I believe many organizations precieve a future benefit on the cost side or executive level visibility (reporting) without defining specifically what that benefit will be or laying out concrete business requirements. One of the more recent software selection process I participated in layed out 20-25 specific things a tool needed to do – some were quite unique. ALL software companies who participated in the RFP (over a dozen) said their tool could do everything. Interestingly when posed with these circumstances outside of the work place, would not most of us conclude it is probably not really good at anything without further inspection?
Posted by Dan Smith
Your description of the GRC MQ could be translated across almost all of the MQs. They don’t try to match or compare products, but vendors. In doing this, they lose all perspective on capabilities or limitations of the products. It’s a vendor-centric rather than product-centric model, and as such it’s useless for evaluating products.
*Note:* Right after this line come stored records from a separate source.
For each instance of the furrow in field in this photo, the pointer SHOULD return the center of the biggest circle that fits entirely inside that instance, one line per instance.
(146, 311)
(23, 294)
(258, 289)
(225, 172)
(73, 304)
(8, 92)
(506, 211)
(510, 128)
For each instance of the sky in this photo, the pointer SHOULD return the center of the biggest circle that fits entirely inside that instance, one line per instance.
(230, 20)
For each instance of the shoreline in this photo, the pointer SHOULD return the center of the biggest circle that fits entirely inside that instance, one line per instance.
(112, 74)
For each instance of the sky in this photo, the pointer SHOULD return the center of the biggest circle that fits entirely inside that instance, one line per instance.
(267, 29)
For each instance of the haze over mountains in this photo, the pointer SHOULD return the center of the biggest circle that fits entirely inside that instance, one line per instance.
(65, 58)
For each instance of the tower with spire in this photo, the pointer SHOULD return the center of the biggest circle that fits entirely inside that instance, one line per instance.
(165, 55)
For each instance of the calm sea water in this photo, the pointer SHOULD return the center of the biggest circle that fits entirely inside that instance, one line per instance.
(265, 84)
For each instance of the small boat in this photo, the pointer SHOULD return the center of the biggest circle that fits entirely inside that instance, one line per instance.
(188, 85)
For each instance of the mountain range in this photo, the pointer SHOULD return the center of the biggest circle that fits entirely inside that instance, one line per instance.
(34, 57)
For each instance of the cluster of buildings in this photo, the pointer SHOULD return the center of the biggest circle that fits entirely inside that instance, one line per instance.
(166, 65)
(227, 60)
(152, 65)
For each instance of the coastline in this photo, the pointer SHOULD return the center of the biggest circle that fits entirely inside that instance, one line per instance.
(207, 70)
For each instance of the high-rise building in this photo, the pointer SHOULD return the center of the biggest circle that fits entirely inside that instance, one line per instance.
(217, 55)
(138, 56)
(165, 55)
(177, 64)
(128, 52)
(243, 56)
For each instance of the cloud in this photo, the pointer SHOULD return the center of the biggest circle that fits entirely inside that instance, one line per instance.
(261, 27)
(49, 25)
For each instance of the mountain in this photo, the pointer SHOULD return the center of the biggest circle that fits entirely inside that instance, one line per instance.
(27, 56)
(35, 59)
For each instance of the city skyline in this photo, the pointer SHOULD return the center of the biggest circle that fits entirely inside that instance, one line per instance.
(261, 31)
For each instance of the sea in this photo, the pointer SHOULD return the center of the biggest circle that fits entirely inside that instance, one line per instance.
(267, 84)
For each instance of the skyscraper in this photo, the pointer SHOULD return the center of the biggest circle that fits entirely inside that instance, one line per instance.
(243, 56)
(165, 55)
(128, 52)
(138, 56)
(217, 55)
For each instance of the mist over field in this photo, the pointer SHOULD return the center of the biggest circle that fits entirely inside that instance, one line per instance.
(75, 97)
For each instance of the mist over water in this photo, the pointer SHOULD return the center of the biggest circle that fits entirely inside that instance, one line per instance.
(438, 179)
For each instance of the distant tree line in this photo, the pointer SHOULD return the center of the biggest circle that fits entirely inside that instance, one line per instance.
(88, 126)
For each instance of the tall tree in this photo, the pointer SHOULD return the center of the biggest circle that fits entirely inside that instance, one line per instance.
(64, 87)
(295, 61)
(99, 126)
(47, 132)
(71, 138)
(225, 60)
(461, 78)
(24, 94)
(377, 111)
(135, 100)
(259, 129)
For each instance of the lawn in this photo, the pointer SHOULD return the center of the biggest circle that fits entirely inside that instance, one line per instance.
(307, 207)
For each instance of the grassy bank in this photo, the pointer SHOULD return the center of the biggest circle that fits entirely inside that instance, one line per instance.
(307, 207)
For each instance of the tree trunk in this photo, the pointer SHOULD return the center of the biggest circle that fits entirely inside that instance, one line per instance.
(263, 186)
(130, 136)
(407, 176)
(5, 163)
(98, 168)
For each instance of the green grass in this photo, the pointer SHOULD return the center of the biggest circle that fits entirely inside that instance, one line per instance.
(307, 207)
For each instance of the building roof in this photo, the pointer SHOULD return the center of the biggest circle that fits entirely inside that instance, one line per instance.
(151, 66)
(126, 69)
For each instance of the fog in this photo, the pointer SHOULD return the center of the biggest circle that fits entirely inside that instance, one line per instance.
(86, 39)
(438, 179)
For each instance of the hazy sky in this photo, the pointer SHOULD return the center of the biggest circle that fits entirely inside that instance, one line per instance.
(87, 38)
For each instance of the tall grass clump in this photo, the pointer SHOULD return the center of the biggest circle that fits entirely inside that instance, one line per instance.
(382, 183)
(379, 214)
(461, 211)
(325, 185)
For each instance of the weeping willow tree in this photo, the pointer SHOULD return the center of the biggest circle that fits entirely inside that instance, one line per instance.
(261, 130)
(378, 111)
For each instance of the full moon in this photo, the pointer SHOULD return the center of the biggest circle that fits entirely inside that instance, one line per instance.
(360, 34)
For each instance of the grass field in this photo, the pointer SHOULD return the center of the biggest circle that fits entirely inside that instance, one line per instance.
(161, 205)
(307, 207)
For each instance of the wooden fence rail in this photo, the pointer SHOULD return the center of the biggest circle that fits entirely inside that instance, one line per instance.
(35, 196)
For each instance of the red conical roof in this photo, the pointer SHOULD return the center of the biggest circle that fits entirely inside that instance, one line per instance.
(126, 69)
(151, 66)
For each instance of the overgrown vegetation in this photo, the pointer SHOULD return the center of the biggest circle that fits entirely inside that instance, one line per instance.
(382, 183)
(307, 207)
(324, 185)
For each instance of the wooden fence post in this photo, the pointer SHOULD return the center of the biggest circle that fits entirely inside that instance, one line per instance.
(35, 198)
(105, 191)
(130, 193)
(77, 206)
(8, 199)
I’ve had the same complaints about their writing on most of the IT stack.
LinkedIn Groups
Group: Risk Managers
Discussion: The GRC Analyst Rant: Reflections on Gartner and Forrester
Thanks Michael. I experience that it is quite difficult for newcomers to enter the market, which of course is normal without a large client reference base. I am sure there are many vendors with solutions on the market which could fit different companies optimally. It is important that the clients’ own specifications and needs are clearly stated. In Swissnor we have created a solution with the goal that incident and risk treatment information should be shared across the entire organisation and everybody should benefit from each others actions/mistakes/success stories, but it demands an open risk culture at all levels.
Posted by Eivind Helland
LinkedIn Groups
Group: Risk Managers
Discussion: The GRC Analyst Rant: Reflections on Gartner and Forrester
Thumb up Michael, sincerely am getting tired where every GRC fora is heavily commercialized, every topic as a means of selling products and services! Can’t a discussion be for the love of it, to exchange bright innovative ideas!
The sum total of the commercialized environment with GRC is that, Resources will be wasted, corporations will become frustrated, more army of GRC vendors will reach it’s peak and GRC will have so much in common with Dotcomm bubble!